入社して2年目の冬。
私は開発チーム付きのインフラエンジニアとして、netscape Application Serverを軸としたWebアプリケーションのインフラ設計、運用設計を行っていた。そんな冬の、まもなく新春を迎えようとしていたある日。
S事業部の事業部長が交代するというニュースが飛び込んできた。部内の情報筋によれば、派閥抗争の末の政変だったそうだ。
もともと派閥に興味がなかった自分には、さほど関心のない話だった。
しかし、続けて伝えられた情報に私は自分の耳を疑ってしまった。
驚くべきことに、私は敗れた派閥の一員であり、排斥は免れられないだろうと知らされたのだ。
1ヶ月もしない内にに通達された人事の内容は、大方の予想通りだった。
敗れた派閥のメンバーはS事業部から一掃され、私もその対象だった。
一枚岩よろしくいきいきと働いているように見えたS事業部も、上層部では大人たちの肚を見せない権力争いがあったのだ。
私は言いようのない脱力感に打ちのめされてしまった。
新しく下された辞令もまた私にとっては無情なもので、転属先はあの忌むべきK事業部だった。
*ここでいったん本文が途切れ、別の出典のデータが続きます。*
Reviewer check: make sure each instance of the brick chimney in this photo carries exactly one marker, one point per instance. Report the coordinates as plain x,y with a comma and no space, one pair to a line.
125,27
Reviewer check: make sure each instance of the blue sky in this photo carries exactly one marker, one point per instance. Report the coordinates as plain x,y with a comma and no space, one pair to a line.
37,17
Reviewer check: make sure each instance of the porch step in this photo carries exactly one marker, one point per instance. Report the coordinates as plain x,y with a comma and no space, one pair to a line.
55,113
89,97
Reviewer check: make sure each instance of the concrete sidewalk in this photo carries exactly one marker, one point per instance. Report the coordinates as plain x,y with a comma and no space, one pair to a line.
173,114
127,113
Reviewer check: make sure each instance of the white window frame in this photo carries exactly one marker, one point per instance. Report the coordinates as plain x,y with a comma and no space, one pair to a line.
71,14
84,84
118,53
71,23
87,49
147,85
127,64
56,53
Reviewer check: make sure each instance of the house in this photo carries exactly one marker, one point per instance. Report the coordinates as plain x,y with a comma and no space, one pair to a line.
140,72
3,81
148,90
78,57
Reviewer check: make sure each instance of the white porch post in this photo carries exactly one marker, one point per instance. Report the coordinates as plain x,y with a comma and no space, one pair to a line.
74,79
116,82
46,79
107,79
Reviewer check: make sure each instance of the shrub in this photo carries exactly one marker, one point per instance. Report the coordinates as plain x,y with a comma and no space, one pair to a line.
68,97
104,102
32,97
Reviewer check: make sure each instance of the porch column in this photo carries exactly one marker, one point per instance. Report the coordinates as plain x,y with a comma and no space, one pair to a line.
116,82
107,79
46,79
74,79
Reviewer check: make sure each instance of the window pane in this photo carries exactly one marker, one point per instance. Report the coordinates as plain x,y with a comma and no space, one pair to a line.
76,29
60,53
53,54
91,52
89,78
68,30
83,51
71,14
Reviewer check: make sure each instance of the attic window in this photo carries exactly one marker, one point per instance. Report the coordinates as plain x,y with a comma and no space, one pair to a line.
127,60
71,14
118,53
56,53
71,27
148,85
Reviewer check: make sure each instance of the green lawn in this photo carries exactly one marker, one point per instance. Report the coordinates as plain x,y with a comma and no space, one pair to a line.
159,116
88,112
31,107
そちらの部長に乞われての配置と言い添えられたが、とてもそれを信じるような気分にはなれなかった。
正直なところ、しばらくの間は失望感に嘆いていた記憶がある。
しかし、これもまた会社人の宿命であると己を納得させ、転属初日までには気持ちを一から作り直した。
そうして迎えた転属の初日、埃の積もったビー玉のような目をした男がやってきて、私の新しい上司だと告げた。
そして、続けざまに伝えたのだ。
「今日からお前、プロジェクトマネージャーな。」
プロジェクトマネージャー。
S事業部時代、自分がプロジェクトマネージャーになるのはまだまだ数年先だと思っていた。
実際、S事業部では最も若いプロジェクトマネージャーでも26歳だったからだ。
当時の私は24歳だった。
私にそんな役割が務まるか。具体的な方法論など教わっていないし、そのための研修カリキュラムも用意されていないようだった。
その日の夕方。
同じ課の先輩にあたる男が、不気味な笑みを浮かべながらなにかとても面白いことのように、耳打ちで教えてくれた。
「お前が引き継いだプロジェクトだけどさ・・・、これまで歴代のPM、6人全員が会社を辞めてるんだぜ」
私がその会社を去るまでの、カウントダウンがゆっくりと始まった。